God grant me the serenity
To accept the proper uses for the ellipsis;
Courage to use it when I should and deny myself when I shouldn’t;
And the wisdom to know the difference.

Doesn’t it seem appropriate, then, that today, National Punctuation Day, would be my quit day? I have decided to go cold turkey. No more ellipses for me. I’m clean and sober starting now of course that means I can’t use any punctuation for fear that the pause in and of itself would throw me headlong into a full blown relapse from which I might never recover until I could once again use my beloved and reliable ellipsis just saying the word makes this all the more harder until I simply … break … down.

They say that admitting the problem is half the battle, and I’m counting on that to be true. But right now, I have an inexplicable desire to learn Morse code and eat M&Ms. And besides, as my friend Scarlett once said … “Tomorrow is another day.”

Friday, September 14, 2012

Here's hoping cottontails are allergic to bananas

Our 10-year-old daughter Lily is volunteering at the Saving Grace Animal Shelter. Which is good and bad: Good because it’s giving her an important lesson in volunteerism; bad because she comes home each week wanting to adopt another dog.

Clearly she doesn’t remember our last foray into dog ownership: Puddy, the border collie/beagle mix. We adopted Puddy about six years ago. We named him after David Puddy, the Seinfeld character who played the witless boyfriend of Elaine – a man who was equal parts lovable and stupid. What could go wrong, right?

Within days we realized just how ill-equipped we were to own a dog.

The signs were many. It started out that when I found him on top of the kitchen table, covered in blue ink, munching on a magic marker of the same color. And to add to my infuriation he simply looked at me, head cocked, as if to say, “What’s up?”

Another time I found Lily’s Ken doll (from the storied Barbie/Ken romance) splayed across the rug in Lily’s room with both hands gnawed off well past the wrists.

And it wasn’t just toys and art supplies that drew Puddy like bees to honey. One night I made some homemade banana bread for the next day’s breakfast. I left it to cool overnight on the counter, out of Puddy’s reach.

The next morning I found it on the floor, covered in dog hair, gnawed around the edges. At first I thought my husband Craig had gotten his hands on it, but then I remembered that his hair was different than Puddy’s (thankfully). When I finally spotted Puddy he was curled up in a tight ball, trying desperately to avoid all eye contact. Oh, yeah, he was as guilty as sin.

We tried every trick in the book with Puddy but could not tame the beast.
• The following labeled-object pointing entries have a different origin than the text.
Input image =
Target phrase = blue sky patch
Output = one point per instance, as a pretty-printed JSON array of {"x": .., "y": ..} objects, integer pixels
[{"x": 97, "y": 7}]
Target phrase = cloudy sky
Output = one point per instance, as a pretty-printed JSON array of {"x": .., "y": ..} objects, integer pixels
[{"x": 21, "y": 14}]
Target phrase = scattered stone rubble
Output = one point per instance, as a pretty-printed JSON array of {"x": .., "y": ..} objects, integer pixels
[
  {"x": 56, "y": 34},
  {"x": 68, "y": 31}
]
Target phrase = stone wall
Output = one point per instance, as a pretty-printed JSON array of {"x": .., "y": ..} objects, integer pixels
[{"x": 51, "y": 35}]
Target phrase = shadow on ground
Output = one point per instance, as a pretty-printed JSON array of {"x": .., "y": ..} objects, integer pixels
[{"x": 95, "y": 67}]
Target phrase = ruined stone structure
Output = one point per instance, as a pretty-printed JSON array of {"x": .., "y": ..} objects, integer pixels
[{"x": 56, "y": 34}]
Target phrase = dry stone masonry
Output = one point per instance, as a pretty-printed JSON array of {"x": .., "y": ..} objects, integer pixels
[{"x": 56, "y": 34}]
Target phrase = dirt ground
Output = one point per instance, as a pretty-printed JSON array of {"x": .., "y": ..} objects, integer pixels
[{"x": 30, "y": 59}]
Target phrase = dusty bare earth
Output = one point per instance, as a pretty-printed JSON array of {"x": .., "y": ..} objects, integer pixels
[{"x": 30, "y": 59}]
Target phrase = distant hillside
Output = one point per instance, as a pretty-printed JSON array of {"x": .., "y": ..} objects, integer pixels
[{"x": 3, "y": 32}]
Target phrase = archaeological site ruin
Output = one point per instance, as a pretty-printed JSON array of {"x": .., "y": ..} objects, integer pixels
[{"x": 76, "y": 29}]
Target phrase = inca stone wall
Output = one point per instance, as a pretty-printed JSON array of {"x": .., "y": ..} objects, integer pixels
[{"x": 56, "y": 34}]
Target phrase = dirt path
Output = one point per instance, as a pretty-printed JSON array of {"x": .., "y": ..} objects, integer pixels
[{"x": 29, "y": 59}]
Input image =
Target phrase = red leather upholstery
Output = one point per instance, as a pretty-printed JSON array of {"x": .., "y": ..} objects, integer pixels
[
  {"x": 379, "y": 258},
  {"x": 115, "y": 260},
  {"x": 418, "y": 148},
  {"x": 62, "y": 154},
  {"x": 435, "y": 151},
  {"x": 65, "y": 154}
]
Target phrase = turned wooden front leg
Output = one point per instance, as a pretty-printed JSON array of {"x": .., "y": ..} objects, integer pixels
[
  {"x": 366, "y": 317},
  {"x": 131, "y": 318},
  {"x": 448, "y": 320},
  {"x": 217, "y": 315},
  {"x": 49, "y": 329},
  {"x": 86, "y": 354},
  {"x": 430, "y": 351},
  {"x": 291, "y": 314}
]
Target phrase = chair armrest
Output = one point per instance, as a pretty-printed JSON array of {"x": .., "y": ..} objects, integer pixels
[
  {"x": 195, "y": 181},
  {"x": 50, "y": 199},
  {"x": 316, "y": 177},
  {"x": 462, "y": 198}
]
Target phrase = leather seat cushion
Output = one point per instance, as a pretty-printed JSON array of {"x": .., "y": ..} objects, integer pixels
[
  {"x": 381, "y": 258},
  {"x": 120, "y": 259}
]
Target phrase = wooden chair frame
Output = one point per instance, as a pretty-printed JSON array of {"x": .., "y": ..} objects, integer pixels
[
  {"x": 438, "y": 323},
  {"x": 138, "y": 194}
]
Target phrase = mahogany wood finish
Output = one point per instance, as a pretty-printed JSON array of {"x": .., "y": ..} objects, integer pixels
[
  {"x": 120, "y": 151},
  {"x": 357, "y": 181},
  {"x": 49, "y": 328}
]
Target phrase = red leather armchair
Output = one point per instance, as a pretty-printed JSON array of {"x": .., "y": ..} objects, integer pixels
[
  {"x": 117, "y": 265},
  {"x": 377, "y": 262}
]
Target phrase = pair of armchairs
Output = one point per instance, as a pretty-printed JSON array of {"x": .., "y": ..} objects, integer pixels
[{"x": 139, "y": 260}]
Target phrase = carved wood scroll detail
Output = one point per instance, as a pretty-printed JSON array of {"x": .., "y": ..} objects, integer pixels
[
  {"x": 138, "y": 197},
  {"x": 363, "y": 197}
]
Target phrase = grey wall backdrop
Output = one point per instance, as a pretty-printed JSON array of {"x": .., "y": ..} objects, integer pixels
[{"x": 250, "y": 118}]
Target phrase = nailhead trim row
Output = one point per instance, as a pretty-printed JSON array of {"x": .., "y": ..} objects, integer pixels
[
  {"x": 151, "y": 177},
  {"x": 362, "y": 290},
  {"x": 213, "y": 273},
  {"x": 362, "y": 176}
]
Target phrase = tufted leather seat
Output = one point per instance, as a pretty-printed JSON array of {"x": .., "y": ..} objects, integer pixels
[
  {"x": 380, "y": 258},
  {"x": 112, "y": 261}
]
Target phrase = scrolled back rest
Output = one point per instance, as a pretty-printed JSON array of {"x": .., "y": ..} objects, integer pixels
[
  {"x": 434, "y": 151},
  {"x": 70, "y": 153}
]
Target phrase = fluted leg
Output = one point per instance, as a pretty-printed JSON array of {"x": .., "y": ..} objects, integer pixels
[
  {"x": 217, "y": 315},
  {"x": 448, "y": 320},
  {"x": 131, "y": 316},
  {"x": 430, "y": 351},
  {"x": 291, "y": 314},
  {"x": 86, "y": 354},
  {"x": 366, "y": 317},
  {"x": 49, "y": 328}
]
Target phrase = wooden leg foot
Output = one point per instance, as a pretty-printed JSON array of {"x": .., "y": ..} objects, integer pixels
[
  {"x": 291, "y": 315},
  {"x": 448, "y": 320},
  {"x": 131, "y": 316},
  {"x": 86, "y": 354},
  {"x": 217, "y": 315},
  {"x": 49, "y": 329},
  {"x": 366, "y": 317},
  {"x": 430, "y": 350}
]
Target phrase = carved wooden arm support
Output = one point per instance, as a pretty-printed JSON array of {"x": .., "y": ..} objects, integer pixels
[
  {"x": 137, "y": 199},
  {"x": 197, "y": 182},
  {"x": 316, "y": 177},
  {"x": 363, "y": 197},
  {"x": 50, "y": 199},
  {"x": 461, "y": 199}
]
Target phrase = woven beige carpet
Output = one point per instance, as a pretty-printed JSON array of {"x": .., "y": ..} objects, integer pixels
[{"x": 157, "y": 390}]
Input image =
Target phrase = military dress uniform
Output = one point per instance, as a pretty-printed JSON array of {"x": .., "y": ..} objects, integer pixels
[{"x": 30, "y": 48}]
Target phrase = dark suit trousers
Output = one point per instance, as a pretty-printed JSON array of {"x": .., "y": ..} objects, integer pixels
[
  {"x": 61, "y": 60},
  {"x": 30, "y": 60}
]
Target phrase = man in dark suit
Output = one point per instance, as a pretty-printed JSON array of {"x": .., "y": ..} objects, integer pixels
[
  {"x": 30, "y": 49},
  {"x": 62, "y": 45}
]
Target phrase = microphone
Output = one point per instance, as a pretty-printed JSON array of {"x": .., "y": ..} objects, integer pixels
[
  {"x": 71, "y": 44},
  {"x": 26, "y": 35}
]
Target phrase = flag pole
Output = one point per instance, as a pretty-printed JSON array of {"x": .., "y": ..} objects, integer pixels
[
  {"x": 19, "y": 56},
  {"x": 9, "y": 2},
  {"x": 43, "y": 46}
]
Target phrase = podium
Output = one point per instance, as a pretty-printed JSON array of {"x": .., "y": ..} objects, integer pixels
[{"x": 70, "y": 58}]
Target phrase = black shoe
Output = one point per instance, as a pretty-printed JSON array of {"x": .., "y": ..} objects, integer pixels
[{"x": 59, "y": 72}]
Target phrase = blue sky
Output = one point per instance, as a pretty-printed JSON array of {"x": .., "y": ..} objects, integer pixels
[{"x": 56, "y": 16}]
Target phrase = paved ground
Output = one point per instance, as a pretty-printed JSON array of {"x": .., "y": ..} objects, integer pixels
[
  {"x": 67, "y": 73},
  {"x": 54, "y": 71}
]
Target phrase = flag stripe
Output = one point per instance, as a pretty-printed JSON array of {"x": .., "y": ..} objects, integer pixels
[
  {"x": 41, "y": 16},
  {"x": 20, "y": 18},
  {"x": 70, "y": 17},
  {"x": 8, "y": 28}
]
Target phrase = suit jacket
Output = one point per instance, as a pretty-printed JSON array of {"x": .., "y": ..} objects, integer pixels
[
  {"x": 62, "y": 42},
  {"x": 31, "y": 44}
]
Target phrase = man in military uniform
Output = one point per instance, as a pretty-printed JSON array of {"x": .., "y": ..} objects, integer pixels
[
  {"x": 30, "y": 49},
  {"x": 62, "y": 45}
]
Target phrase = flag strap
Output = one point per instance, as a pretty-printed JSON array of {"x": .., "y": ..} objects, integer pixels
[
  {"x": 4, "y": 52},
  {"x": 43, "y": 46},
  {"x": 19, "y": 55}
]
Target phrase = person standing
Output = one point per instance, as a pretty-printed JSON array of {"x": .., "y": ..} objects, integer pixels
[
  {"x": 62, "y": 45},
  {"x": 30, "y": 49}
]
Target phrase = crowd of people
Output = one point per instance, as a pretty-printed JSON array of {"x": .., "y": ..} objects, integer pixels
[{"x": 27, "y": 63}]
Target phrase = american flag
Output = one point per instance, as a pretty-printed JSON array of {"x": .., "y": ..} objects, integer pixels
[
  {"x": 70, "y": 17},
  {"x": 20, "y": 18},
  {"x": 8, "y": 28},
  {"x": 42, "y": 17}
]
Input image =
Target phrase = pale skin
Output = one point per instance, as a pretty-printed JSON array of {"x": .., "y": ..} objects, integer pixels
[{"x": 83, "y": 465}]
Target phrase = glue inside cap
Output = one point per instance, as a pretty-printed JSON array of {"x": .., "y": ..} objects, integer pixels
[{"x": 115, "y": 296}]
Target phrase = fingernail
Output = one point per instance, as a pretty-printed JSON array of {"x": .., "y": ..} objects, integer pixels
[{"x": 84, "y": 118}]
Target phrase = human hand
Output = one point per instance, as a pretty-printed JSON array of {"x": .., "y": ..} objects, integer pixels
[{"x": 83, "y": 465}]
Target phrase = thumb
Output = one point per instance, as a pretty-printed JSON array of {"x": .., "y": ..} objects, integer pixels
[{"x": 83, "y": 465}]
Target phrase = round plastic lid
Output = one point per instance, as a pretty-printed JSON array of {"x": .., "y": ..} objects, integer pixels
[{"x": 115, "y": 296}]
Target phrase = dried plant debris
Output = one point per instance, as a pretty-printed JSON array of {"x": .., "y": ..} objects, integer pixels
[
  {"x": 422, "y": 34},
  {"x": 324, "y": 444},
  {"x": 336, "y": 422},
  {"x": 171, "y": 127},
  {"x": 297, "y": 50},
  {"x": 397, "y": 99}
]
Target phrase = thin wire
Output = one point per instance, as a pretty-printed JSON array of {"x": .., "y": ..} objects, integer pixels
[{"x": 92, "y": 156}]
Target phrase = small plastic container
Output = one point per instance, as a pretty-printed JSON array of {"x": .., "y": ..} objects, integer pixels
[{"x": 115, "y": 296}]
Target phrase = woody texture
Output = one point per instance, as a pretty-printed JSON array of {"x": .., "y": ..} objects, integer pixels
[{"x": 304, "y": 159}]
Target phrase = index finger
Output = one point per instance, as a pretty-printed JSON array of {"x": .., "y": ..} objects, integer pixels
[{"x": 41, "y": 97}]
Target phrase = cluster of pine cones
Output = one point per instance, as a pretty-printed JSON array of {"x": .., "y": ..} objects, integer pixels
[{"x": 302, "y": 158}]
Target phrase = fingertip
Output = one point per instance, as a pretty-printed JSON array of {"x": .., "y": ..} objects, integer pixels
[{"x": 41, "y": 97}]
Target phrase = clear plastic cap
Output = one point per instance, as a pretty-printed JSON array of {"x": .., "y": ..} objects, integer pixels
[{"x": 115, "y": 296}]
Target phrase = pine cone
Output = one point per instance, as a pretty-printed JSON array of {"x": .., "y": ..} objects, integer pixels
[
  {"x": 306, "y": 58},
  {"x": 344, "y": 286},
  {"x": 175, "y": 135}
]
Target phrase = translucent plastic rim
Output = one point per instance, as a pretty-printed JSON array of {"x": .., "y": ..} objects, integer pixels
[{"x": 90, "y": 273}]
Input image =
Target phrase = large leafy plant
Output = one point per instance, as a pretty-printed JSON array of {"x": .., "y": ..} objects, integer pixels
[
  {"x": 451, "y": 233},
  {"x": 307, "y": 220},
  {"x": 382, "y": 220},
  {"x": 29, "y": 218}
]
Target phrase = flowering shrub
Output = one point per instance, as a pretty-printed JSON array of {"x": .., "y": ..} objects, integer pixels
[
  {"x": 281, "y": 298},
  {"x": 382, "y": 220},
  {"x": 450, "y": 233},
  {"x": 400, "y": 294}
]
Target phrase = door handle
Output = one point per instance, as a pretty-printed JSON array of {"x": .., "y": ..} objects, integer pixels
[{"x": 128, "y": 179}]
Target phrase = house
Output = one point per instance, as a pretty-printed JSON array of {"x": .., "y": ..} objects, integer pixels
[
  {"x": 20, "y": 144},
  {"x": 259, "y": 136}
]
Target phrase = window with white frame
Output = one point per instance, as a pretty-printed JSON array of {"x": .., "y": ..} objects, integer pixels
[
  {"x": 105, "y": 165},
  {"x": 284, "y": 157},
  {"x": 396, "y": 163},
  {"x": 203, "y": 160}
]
In the end, a friend of ours adopted him from us and then proceeded to move to Cape Cod. We try hard not to read into the fact that Puddy moved as far away as doggedly possible without leaving the country.

Still Lily is a lover of all animals, especially dogs. The day we gave Puddy away, we drove out to Saving Grace Animal Shelter and adopted a kitten named Sabrina. We’ve had her for three years and adore her. Except when she’s spitting and hissing; this is mostly directed at Lily.

We’ve tried to explain to Lily: “When you try to: (1) dress a cat in doll clothes, (2) try to paint a cat’s nails, or (3) braid a cat’s hair … well, let’s just say she’s not going to purr.”

Then Lily reminds me (as she’s shoving Sabrina’s leg through the arm hole of a doll party dress) that I once tried to bathe the cat, resulting in a ripped shirt and claw marks up and down my arm. Touché, Lily. Touché.

So since Sabrina is not willing to act like a dog, Lily persists in asking for a dog. Of course we want to give in, but we are reminded of the debacle that was pet ownership with Puddy. As a result, we’ve encouraged Lily to look toward adopting other, gentler animals to satisfy her desire. And I think we settled on one: a bunny.

Thanks to all of the bunnies at the Douglas County Fair this summer, Lily now has a bunny fund on her dresser, quickly filling with any spare change and allowance money she can earn.

I’m hopeful, but realistic. I’ve read enough Peter Rabbit to realize that our neighbors’ gardens may be in for a treat.

I hope they like bunnies in Cape Cod.